I know that these series are related to a Taylor expansion in $\varepsilon$ around the origin, but I struggle to reproduce the whole story up to the variable transformations given above. I'll give a summary of this process as given by Sections 5.2 and 5.3 of the book "Canonical Perturbation Theories: Degenerate Systems and Resonance" by Ferraz-Mello (2007).

Lie Series


Let's start by considering $(p,q)$ which are sets of $2N$ canonically conjugated variables which depend on a time-like parameter $\lambda$ and are related by the Lie generating function $W(p,q)$, that is

\begin{equation} \frac{dq_i}{d\lambda} = \frac{dW}{dp_i}\ \ ;\ \ \frac{dp_i}{d\lambda} = -\frac{dW}{dq_i},\ \ \ \ \ \ \ (i=1,...,N) \end{equation}

Now, let's consider the Taylor series of $(p,q)$ around $\lambda=0$

\begin{equation} q_i(\lambda) = \sum_{n=0}^\infty\frac{\lambda^n}{n!}\frac{d^nq_i}{d\lambda^n}\Big\rvert_{\lambda=0} \end{equation}

\begin{equation} p_i(\lambda) = \sum_{n=0}^\infty\frac{\lambda^n}{n!}\frac{d^np_i}{d\lambda^n}\Big\rvert_{\lambda=0} \end{equation}

Let's consider the Poisson bracket of any function $f(q(\lambda),p(\lambda))$ (which does not depend on $\lambda$ explicitly) with $W$

\begin{equation} \frac{df}{d\lambda}=\sum_{i=0}^{N}\frac{df}{dq_i}\frac{dq_i}{d\lambda} + \frac{df}{dp_i}\frac{dp_i}{d\lambda} = \sum_{i=0}^{N}\frac{df}{dq_i}\frac{dW}{dp_i} - \frac{df}{dp_i}\frac{dW}{dq_i} = \{f,W\} = D_W(f) \end{equation}

where $D_W(f)$ is defined as an operator known as the Lie derivative of f generated by W.

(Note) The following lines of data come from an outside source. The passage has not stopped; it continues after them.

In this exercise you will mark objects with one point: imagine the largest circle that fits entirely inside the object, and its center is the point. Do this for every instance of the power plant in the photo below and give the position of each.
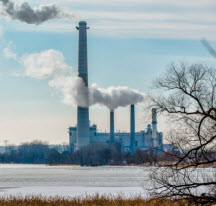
(84, 134)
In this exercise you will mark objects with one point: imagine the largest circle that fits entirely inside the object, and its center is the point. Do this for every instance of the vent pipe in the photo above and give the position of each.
(132, 128)
(112, 138)
(154, 127)
(82, 113)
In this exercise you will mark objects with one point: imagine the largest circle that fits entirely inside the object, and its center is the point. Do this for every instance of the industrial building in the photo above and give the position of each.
(84, 134)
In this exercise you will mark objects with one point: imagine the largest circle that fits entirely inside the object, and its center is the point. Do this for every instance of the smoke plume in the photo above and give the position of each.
(50, 64)
(27, 14)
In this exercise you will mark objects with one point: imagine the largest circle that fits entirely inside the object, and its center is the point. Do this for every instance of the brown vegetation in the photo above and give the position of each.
(87, 201)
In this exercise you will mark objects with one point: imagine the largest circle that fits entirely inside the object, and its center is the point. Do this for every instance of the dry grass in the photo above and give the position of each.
(87, 201)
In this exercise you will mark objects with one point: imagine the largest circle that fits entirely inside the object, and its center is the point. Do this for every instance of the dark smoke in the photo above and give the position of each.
(26, 14)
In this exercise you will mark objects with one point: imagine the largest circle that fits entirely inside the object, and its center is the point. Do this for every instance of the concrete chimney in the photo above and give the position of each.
(83, 138)
(112, 138)
(132, 128)
(154, 127)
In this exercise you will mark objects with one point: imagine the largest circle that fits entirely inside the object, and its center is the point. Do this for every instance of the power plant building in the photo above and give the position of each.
(84, 134)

Inputing $\frac{df}{d\lambda}$ instead of $f$ in the previous equation gives us

\begin{equation} \frac{d^2f}{d\lambda^2} = \{\{f,W\},W\}=D_W(D_W(f))=D_W^2(f) \end{equation}

And so on

\begin{equation} \frac{d^nf}{d\lambda^n} = D_W^n(f) \end{equation}

If $f$ takes the very simple form of the variables $q_i,p_i$ we get an expression for its derivatives

\begin{equation} \frac{d^nq_i}{d\lambda^n} = D_W^n(q_i)\ \ ;\ \ \frac{d^np_i}{d\lambda^n} = D_W^n(p_i) \end{equation}

which we can use in their Taylor representations given above

\begin{equation} q_i(\lambda) = \sum_{n=0}^\infty\frac{\lambda^n}{n!}D_W^n(q_i)\Big\rvert_{\lambda=0} = E_Wq_i \end{equation}

\begin{equation} p_i(\lambda) = \sum_{n=0}^\infty\frac{\lambda^n}{n!}D_W^n(p_i)\Big\rvert_{\lambda=0} = E_Wp_i \end{equation}

where $E_Wq_i$ and $E_Wp_i$ are the Lie series representation of $(p,q)$ around $\lambda=0$.

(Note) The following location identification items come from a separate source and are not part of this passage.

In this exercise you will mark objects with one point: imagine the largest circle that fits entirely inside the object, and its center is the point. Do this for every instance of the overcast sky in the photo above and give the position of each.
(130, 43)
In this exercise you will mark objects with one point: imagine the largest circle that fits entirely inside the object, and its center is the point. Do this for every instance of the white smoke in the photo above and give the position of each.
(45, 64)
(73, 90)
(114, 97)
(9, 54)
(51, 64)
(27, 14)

Noting that the left-hand side of the previous equation depends on $(p,q)$ but the right hand side depends on $(p_0,q_0)=(p(0),q(0))$, we start to see where the canonical transformation to new variables is going.

In order to note that the right-hand side depends on these new variables, Ferraz-Mello rewrites the previous equation as follows:

\begin{equation} q_i = E_{W^*}q_i^* \end{equation}

\begin{equation} p_i = E_{W^*}p_i^* \end{equation}

where $(p^*,q^*)=(p_0,q_0)$ and $W^*=W(p^*,q^*)$.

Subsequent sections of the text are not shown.